Thursday, July 31, 2008

Grilled Pizza

My girlfriend was watching Paula Deen the other day. This culinary queen of the southern United States was out, this is! I thought this was a brilliant idea when my girlfriend related the preparation to me but found out, with a bit of online research, that grilled and flat-top pizzas have been kicking around for awhile. As far as I know though, there aren't many restaurants that are preparing their pizzas this way. They're sticking with the good old brick wood-fired ovens. Which is great. But I mean grilled pizza! You just can't beat that.

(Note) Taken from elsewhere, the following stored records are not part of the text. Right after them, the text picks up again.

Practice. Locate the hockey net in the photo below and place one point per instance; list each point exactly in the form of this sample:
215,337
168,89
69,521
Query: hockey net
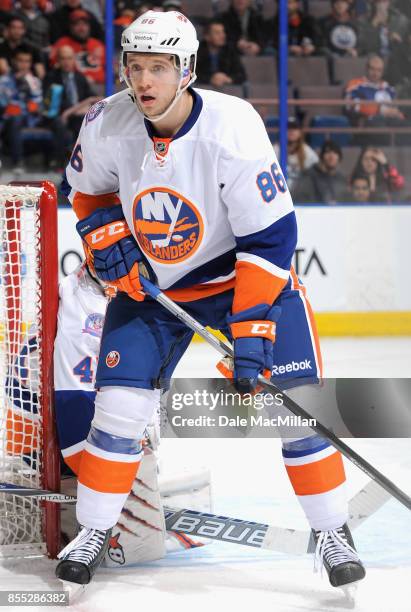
28,313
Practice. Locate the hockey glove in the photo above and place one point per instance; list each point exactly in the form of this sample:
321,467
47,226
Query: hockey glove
112,251
253,331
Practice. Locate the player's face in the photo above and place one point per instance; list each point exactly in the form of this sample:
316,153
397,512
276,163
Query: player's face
154,79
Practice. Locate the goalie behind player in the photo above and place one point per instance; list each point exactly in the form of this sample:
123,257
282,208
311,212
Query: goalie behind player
204,203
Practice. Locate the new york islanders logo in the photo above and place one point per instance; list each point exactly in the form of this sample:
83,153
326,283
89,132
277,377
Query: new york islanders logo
169,228
115,550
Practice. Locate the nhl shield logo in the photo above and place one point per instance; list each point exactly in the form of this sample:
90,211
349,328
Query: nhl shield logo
95,110
112,359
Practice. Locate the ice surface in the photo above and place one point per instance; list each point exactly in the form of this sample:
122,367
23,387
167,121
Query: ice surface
249,481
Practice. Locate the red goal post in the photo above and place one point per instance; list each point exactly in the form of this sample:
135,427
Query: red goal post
29,452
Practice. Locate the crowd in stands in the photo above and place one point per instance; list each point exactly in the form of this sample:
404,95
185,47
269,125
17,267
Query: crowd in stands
52,69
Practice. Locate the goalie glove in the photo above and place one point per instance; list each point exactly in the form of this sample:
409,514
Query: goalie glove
111,250
253,332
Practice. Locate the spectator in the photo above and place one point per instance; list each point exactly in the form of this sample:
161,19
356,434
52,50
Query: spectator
300,156
14,37
398,69
67,97
339,30
303,33
360,189
217,63
385,28
374,99
20,103
244,27
60,21
89,51
323,182
37,25
383,177
404,7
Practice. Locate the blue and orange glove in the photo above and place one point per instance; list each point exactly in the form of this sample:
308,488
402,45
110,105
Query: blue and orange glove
111,250
253,332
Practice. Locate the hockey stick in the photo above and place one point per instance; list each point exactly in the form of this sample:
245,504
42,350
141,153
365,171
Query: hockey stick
233,530
226,350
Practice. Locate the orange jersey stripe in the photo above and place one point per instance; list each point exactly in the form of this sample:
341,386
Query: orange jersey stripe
85,204
106,476
254,285
317,477
296,285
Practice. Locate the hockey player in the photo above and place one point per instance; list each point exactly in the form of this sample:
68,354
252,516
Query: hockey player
139,535
186,181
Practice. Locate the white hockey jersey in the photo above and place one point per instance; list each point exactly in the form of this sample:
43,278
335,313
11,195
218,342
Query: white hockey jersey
206,206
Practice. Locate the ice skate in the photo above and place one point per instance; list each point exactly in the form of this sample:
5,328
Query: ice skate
335,551
83,555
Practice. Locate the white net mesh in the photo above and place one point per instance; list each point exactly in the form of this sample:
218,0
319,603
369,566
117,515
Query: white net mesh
20,360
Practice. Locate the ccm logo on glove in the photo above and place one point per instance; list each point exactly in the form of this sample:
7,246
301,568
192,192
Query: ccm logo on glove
248,329
103,235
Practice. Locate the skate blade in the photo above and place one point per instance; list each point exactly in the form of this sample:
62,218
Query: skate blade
350,592
74,590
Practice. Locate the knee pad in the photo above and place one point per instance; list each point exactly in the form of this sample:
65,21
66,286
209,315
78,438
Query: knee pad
125,411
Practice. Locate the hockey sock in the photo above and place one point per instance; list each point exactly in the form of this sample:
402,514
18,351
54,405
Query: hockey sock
317,475
112,453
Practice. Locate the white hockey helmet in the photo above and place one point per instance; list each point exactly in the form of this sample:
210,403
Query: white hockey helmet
170,33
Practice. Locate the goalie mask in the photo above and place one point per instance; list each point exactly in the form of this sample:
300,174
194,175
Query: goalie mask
168,33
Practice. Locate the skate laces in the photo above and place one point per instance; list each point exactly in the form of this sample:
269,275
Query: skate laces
85,546
333,546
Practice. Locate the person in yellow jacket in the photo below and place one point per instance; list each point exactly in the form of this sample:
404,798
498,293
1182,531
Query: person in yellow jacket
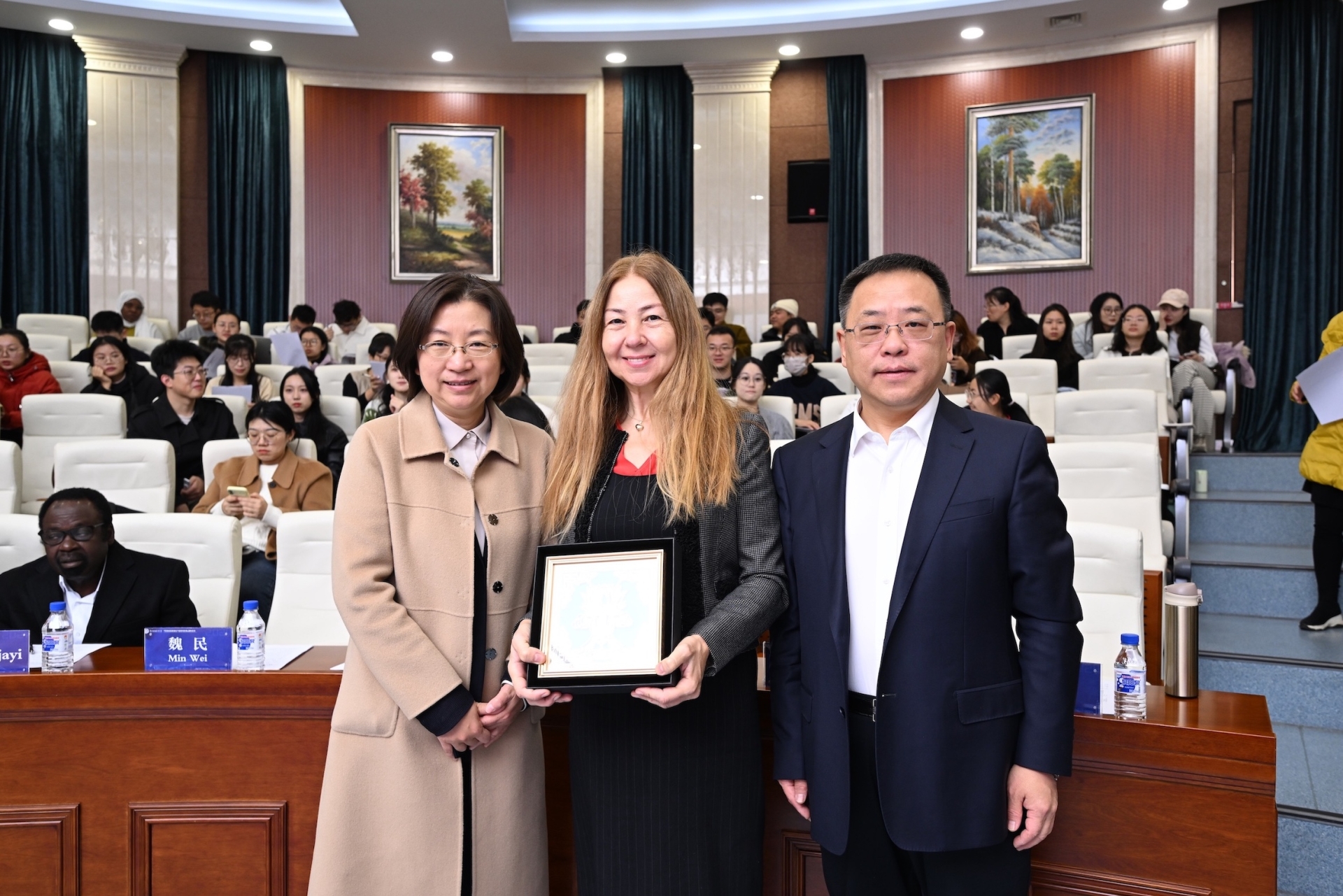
1322,465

Now my enthousiasm was very well founded. I prepared my pizza dough as per Jamie Oliver's basic bread recipe in his first ever cookbook The Naked Chef (another recent purchase). The thin parts of the dough were absolutely delicious, especially seeing as I'm not a very big fan of thick chewy American style pizzas. The trick, I believe, is in the half bread flour and half semolina preparation. No oil here. Just prepare the following ingredients as you would any other bread leaving only a bit of time for a second rise in the dough:

3/4oz active dry yeast
2 tbsp honey (or sugar)
a bit more than 2 cups tepid water (half for activating the yeast and half for incorporating into dry ingredients once the yeast mixture has been absorbed)
1 lb bread flour
1 lb durum semolina flour
2 tbsp salt
extra flour for dusting

To grill, I simply had the bbq on medium-high heat, slapped the stretched dough onto the grill (coated in a bit of olive oil), flipped when nice and golden (5 minutes or so), put my toppings onto the grilled side while the other side was grilling and that's it! For this particular recipe, I used the rest of my garlic scape pesto, halved cherry tomatoes, mild goat cheese, and anchovies in oil. And though the pizza was great, the best part is that I didn't even follow a recipe for the grilling part. A donkey could do this. Well, if not, a horse certainly could... But if you're not as skilled as a donkey or horse, you might want to take the pizza (raw side down) off the grill, put on your ingredients and then place back onto the grill. This would help you to not rush too much. I was lucky enough that it started raining will I was preparing this and so in my haste, half of the ingredients fell onto the pavement.

With the left over dough that Mr. Oliver's recipe yeilded, I made focacia buns. They look like a belly with way too many inny belly buttons. Though this time I followed the recipe for the cooking, I didn't like the foccacia that much. They were kind of dense and chewy without any crust. Maybe it's my fault. But when the same dough is good when I don't follow a recipe and then not so good when I do follow a recipe, maybe I'm not the one to blame. Who knows?